Fermetures d'usine, plans de restructuration, licenciements, départs forcés dit « volontaires » depuis le mois d'octobre, pas un jour ne passe sans que soit annoncé un plan social ou une mesure de chômage technique.
La crise aujourd'hui, c'est 2 millions de chômeurs et beaucoup plus de vies bouleversées.
La crise aujourd’hui est une honte pour les démocraties occidentales car le piège de la spéculation s’est refermé violemment sur des victimes qui sont pour l’ensemble les plus faibles du système.
La fin d’un monde est-elle annoncée ?
Les mesures du gouvernement pour pallier à la crise semble bien dérisoire face à des Français, qui aujourd’hui, loin de Matignon et de l’Elysée, loin des salons dorés de la République, ont du mal à finir les fins de mois, ont du mal à nourrir correctement leur famille.
Force est de constater que la France qui travaille, c’est celle qui se lève tôt et gagne encore moins d’argent qu’avant.
Comment vivre avec moins de 1 500 euros ?
Comment faire face à une vie qui augmente, à des prix de loyers qui dépassent l’entendement ?
Un Trois pièces à Paris :
1 300 euros en moyenne…
Peut-on m’expliquer comment une famille dela classe « moyenne », qui ne bénéficie d’aucune aide, fait-elle pour joindre les deux bouts ?
Et que dire des dérives dramatiques de notre système de santé.
Avec ses dernières propositions le gouvernement risque d’ajouter une crise sanitaire à la crise économique et sociale. Décès douteux, manque de places et de personnel, l'hôpital public souffre.
Pourtant les mesures de réorganisation proposées par la droite vont dans le sens de la privatisation.
Alors que l'exigence est d'assurer l'accès aux soins pour tous.
Et que dire de l’Ecole que le gouvernement par ses propositions met en échec.

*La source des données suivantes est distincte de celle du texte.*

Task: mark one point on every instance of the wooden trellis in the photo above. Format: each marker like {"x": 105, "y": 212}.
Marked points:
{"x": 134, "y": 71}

Rien ne va plus… Monsieur Sarkozy et son ministre des Finances annonce un plan de relance…
Le sauveur tant attendu est-il donc arrivé ? Je ne le crois vraiment pas.
Ce plan de relance ne changera en rien le quotidien morose et parfois désespéré des Français.
Rien, si ce n’est peut-être la prime de 200 euros accordée aux personnes éligibles aux minima sociaux.
Pour la classe « moyenne » qui se paupérise de plus en plus, aucun coup de pouce.
Les Français doivent donc se contenter de voir leur pouvoir d’achat sombrer de jour en jour.
Baisser la TVA de deux points, par exemple, aurait permis de redonner immédiatement du pouvoir d’achat aux Français car cette mesure aurait un impact direct.
Mais je crois également qu’au-delà de l’efficacité des mesures ou des questions de timing, cette crise devrait être l’occasion de mener une réflexion sur notre système de protection sociale.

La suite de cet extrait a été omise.